Jim
Jim

Reputation: 23

Replace Acronyms with their values Python

I'm working on cleaning some text that contains a lot of acronyms. So I have made a dictionary of a few examples and along with their values, however i am running into a few problems with it. Example code below

    def acr(text):
         acr_dict = {'ft': 'feet'
                      'mi': michigan }
            

         for word, abr in acr_dict.items():
                 text = text.replace(word.lower(), abr)
                 return text

The logic works, but if I have an instance where the letters of the acronym could also be found in certain other words, it will do the following

ex: print(acr('I like milk and live in mi))

output --> I like michiganlk and live in michigan

Any advice on how to not have it look for the acronym letters within other words?

Upvotes: 2

Views: 1007

Answers (2)

jacob
jacob

Reputation: 4957

One potential solution (assuming you have trivial white space) could be to split the string into words, and compare each one and replace if it matches.
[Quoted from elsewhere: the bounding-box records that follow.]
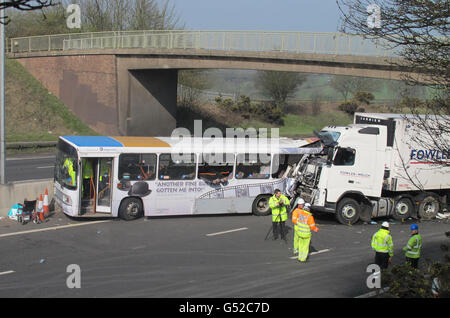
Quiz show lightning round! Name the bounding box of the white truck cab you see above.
[292,113,450,224]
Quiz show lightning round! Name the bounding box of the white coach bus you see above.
[54,136,321,220]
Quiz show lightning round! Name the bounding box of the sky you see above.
[171,0,340,32]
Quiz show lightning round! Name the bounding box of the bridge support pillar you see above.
[119,69,178,136]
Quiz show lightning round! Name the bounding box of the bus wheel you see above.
[392,197,414,221]
[252,195,270,216]
[336,198,361,225]
[418,193,440,220]
[119,198,143,221]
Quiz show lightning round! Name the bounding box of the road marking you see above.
[0,220,110,238]
[290,248,331,259]
[0,271,15,276]
[206,227,248,236]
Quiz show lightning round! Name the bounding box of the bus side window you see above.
[119,154,156,181]
[197,154,234,184]
[158,154,197,180]
[236,154,270,179]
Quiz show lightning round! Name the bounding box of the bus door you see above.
[95,158,113,213]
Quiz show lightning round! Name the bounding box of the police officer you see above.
[292,198,305,255]
[403,224,422,268]
[294,203,319,263]
[63,158,76,186]
[82,158,94,198]
[371,222,394,269]
[269,189,289,240]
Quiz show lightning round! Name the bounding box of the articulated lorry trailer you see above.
[288,113,450,224]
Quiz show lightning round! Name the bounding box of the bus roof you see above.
[60,136,319,153]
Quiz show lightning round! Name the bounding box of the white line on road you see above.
[0,271,15,276]
[206,227,248,236]
[290,248,331,259]
[0,220,110,238]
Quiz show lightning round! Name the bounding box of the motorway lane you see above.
[6,153,55,182]
[0,211,449,298]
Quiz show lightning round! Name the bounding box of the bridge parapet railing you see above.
[11,30,396,57]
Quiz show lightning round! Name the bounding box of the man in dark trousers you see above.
[269,189,290,240]
[403,224,422,268]
[371,222,394,269]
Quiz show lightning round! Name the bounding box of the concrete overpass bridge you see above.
[9,31,402,136]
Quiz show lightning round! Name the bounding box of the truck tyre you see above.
[336,198,361,225]
[252,194,271,216]
[392,197,414,221]
[417,193,441,220]
[119,198,143,221]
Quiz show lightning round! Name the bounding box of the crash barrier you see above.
[6,141,57,150]
[0,179,53,217]
[9,30,399,57]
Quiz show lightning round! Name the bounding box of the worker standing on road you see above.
[63,158,76,186]
[371,222,394,269]
[269,189,289,240]
[292,198,305,255]
[294,203,319,263]
[403,224,422,268]
[82,158,94,198]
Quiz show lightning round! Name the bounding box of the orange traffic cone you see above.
[37,194,45,221]
[43,188,50,217]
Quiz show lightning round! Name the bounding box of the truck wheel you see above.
[418,193,441,220]
[119,198,143,221]
[392,197,414,221]
[336,198,361,225]
[252,195,270,216]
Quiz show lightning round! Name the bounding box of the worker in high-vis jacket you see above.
[371,222,394,269]
[403,224,422,268]
[63,158,76,186]
[291,198,305,255]
[269,189,290,240]
[293,203,319,263]
[82,158,94,198]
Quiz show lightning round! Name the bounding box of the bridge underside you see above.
[14,49,410,136]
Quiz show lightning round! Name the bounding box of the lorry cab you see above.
[297,124,387,223]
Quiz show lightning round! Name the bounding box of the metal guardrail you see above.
[6,141,58,149]
[10,30,398,57]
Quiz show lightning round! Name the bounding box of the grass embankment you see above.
[177,103,353,137]
[5,59,97,142]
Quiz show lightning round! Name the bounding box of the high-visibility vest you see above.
[63,158,76,185]
[292,208,319,237]
[83,159,94,179]
[269,195,289,222]
[403,234,422,258]
[371,229,394,257]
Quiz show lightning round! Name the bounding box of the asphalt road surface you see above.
[6,153,55,182]
[0,213,449,298]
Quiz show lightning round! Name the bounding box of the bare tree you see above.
[336,0,450,165]
[255,71,307,105]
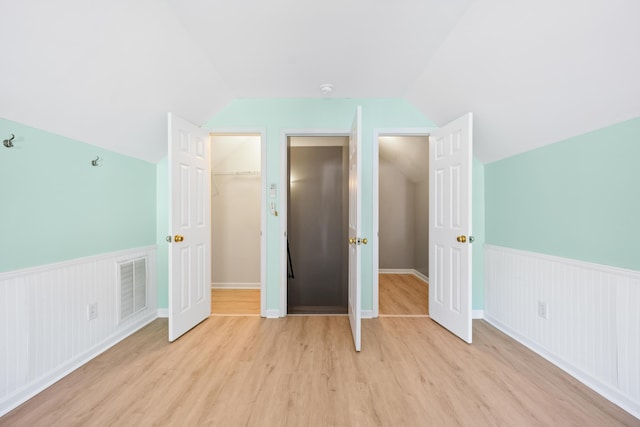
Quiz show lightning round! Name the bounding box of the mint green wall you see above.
[485,118,640,270]
[0,115,156,272]
[156,157,169,308]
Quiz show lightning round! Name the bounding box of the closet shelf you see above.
[213,171,260,176]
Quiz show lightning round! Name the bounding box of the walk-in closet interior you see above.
[211,135,262,304]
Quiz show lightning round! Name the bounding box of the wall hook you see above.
[2,134,16,148]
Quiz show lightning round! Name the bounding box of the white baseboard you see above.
[211,282,260,289]
[484,315,640,419]
[264,309,281,319]
[0,312,158,417]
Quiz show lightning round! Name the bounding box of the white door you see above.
[349,107,367,351]
[168,113,211,341]
[429,113,473,343]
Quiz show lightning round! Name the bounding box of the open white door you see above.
[168,113,211,341]
[349,107,367,351]
[429,113,473,343]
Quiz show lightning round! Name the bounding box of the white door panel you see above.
[429,113,473,343]
[348,107,362,351]
[168,113,211,341]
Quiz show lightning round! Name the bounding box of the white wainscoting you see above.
[484,245,640,418]
[0,247,157,416]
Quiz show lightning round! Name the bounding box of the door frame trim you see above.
[371,126,438,318]
[208,128,267,317]
[276,129,351,317]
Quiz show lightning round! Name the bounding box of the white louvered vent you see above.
[118,258,147,321]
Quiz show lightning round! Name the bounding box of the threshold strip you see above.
[378,314,431,317]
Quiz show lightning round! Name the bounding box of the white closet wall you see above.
[211,136,261,288]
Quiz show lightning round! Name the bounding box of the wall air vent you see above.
[118,257,147,322]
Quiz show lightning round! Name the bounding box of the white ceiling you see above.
[0,0,640,162]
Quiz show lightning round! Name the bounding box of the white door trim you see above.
[371,127,437,317]
[208,128,268,317]
[276,129,351,317]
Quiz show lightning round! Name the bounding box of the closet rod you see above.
[214,171,260,175]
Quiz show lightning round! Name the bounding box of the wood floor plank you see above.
[0,316,640,426]
[211,289,260,315]
[378,274,429,315]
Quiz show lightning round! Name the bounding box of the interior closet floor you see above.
[211,289,260,316]
[0,316,640,427]
[378,274,429,316]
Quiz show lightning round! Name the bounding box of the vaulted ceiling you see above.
[0,0,640,162]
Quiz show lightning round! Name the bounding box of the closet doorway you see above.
[374,134,429,316]
[211,133,265,316]
[287,136,349,315]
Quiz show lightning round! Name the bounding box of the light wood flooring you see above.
[0,316,640,427]
[211,289,260,316]
[378,274,429,316]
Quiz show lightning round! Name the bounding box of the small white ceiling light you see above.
[320,83,333,97]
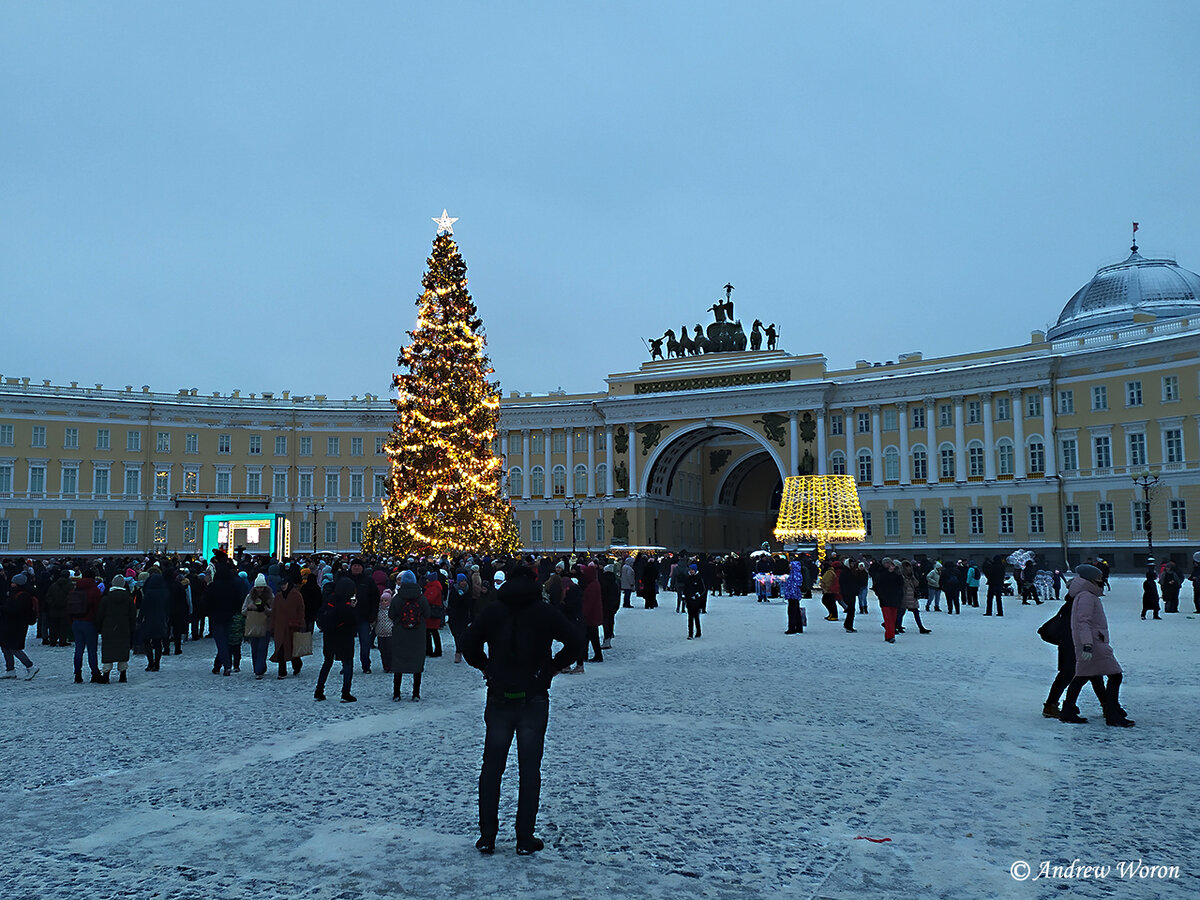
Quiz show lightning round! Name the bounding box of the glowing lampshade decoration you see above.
[775,475,866,562]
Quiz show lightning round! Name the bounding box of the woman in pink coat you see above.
[1063,565,1133,728]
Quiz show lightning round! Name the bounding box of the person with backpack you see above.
[0,572,38,682]
[388,569,430,702]
[462,566,587,856]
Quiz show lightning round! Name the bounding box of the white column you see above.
[566,426,575,497]
[787,409,800,475]
[588,425,596,497]
[979,391,996,481]
[1042,384,1058,478]
[604,425,617,497]
[521,428,530,500]
[925,397,942,485]
[871,403,883,487]
[817,407,829,475]
[1008,390,1025,478]
[953,394,967,482]
[625,422,637,497]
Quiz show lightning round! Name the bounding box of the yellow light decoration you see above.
[775,475,866,562]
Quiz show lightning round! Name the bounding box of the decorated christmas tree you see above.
[364,210,518,554]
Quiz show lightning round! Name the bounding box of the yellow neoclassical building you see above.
[0,248,1200,569]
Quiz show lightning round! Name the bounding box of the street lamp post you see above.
[1132,468,1159,569]
[305,503,325,556]
[566,500,583,556]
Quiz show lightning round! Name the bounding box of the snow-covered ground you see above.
[0,578,1200,900]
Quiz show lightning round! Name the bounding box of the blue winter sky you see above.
[0,0,1200,397]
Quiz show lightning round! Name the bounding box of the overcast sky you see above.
[0,0,1200,397]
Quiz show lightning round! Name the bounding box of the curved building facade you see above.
[0,244,1200,569]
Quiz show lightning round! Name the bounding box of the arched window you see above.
[996,438,1016,478]
[858,448,874,485]
[883,446,900,481]
[829,450,846,475]
[967,440,985,478]
[937,444,954,478]
[1030,438,1046,475]
[912,444,929,481]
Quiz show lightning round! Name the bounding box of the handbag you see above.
[292,631,312,656]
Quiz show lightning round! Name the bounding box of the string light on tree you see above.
[362,210,518,554]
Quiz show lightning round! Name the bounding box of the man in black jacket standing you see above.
[462,566,587,856]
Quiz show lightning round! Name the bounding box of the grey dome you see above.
[1046,245,1200,341]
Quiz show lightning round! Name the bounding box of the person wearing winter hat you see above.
[1060,565,1134,728]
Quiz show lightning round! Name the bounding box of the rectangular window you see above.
[1129,434,1146,466]
[1058,438,1079,472]
[1163,376,1180,403]
[1163,428,1183,462]
[912,509,926,538]
[1062,503,1079,534]
[1168,500,1188,532]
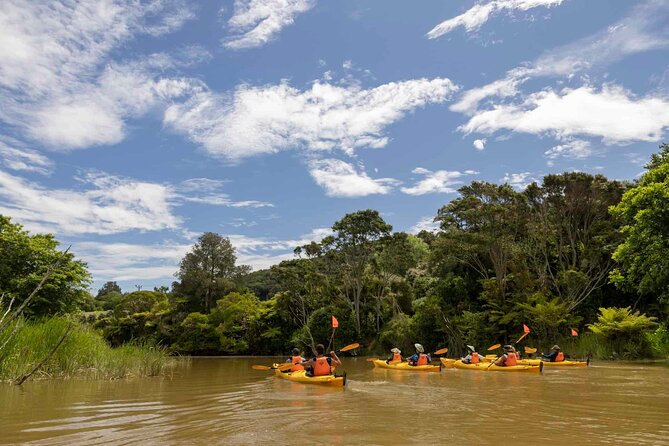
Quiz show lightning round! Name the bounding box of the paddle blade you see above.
[339,343,360,352]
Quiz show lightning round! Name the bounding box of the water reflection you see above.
[0,358,669,445]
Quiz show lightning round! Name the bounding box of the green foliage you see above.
[0,215,90,316]
[588,307,657,339]
[0,317,174,381]
[611,144,669,308]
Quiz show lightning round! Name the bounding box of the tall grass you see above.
[0,317,175,381]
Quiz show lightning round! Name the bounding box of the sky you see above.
[0,0,669,291]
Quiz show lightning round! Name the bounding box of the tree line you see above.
[0,144,669,357]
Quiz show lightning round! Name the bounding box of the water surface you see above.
[0,358,669,445]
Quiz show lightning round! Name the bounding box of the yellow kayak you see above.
[274,369,346,387]
[439,358,455,369]
[374,359,441,372]
[518,359,590,367]
[453,359,544,373]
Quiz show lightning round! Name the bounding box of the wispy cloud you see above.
[460,85,669,144]
[401,167,477,195]
[0,141,53,175]
[0,171,272,235]
[223,0,316,50]
[427,0,564,39]
[309,159,398,197]
[165,78,458,160]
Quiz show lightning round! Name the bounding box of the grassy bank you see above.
[0,318,176,381]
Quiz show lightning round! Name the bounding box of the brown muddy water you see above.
[0,358,669,445]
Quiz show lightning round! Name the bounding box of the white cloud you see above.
[0,171,181,234]
[500,172,537,190]
[460,86,669,144]
[309,159,398,197]
[427,0,564,39]
[0,141,53,175]
[401,167,477,195]
[473,138,486,150]
[409,217,439,234]
[164,78,458,160]
[0,0,198,150]
[450,0,669,115]
[544,139,595,160]
[223,0,316,50]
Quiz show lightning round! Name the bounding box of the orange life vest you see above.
[290,356,304,372]
[314,356,332,376]
[504,353,518,367]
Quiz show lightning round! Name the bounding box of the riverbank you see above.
[0,317,177,382]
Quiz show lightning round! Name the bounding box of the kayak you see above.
[453,359,544,373]
[274,369,346,387]
[439,358,455,369]
[374,359,441,372]
[518,359,590,367]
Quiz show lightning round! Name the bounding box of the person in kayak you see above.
[460,345,481,364]
[386,347,402,364]
[284,348,306,373]
[495,345,518,367]
[409,344,432,365]
[302,344,341,376]
[541,345,564,362]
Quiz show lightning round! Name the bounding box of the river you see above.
[0,358,669,446]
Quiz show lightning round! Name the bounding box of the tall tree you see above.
[611,144,669,311]
[173,232,238,312]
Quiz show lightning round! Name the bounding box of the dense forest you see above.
[0,144,669,358]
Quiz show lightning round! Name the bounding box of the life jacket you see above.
[290,356,304,372]
[314,356,332,376]
[504,353,518,367]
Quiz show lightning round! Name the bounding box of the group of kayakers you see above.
[285,344,565,376]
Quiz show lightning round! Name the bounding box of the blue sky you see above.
[0,0,669,290]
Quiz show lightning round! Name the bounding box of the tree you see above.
[95,282,123,299]
[298,209,393,333]
[173,232,244,312]
[611,144,669,305]
[0,215,90,316]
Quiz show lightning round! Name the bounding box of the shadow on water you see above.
[0,358,669,445]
example = "my name is michael and i was born in mi and am 6 ft"

def acr(text):
    acr_dict = {
        'ft': 'feet',
        'mi': 'michigan'
    }

    text_words = text.split()
    for i, word in enumerate(text_words):
        if word.lower() in acr_dict:
            text_words[i] = acr_dict[word]
    return ' '.join(text_words)

print(acr(example))
# my name is michael and i was born in michigan and am 6 feet

And if you did have non-trivial white space and were okay using regular expressions, you could do this which should preserve the specific white space character,

import re

def acr(text):
    acr_dict = {
        'ft': 'feet',
        'mi': 'michigan'
    }

    for k, v in acr_dict.items():
        text = re.sub(rf"(\s){k.lower()}(\s|\Z)", rf"\1{v}\2", text)

    return text

If you were worried about performance, you could try compiling each regex for your acronym list before hand.

Upvotes: 1

plentyofcoffee
plentyofcoffee

Reputation: 488

The simplest solution is, as others have stated, to use regexes.

import re

ACR_DICT = {'ft': 'feet', 'mi': 'michigan'}

def acr(text):
    for k, v in ACR_DICT.items():
        text = re.sub(rf'\b{k}\b', v, text)
    return text


acr('I might be 6 ft tall. I often left my home state of mi at 3 years old.')
# 'I might be 6 feet tall. I often left my home state of michigan at 3 years old.'

Note the usage of the word-boundary metacharacter '\b'. This will ensure that the regex doesn't find matches inside words like 'often' or 'might'.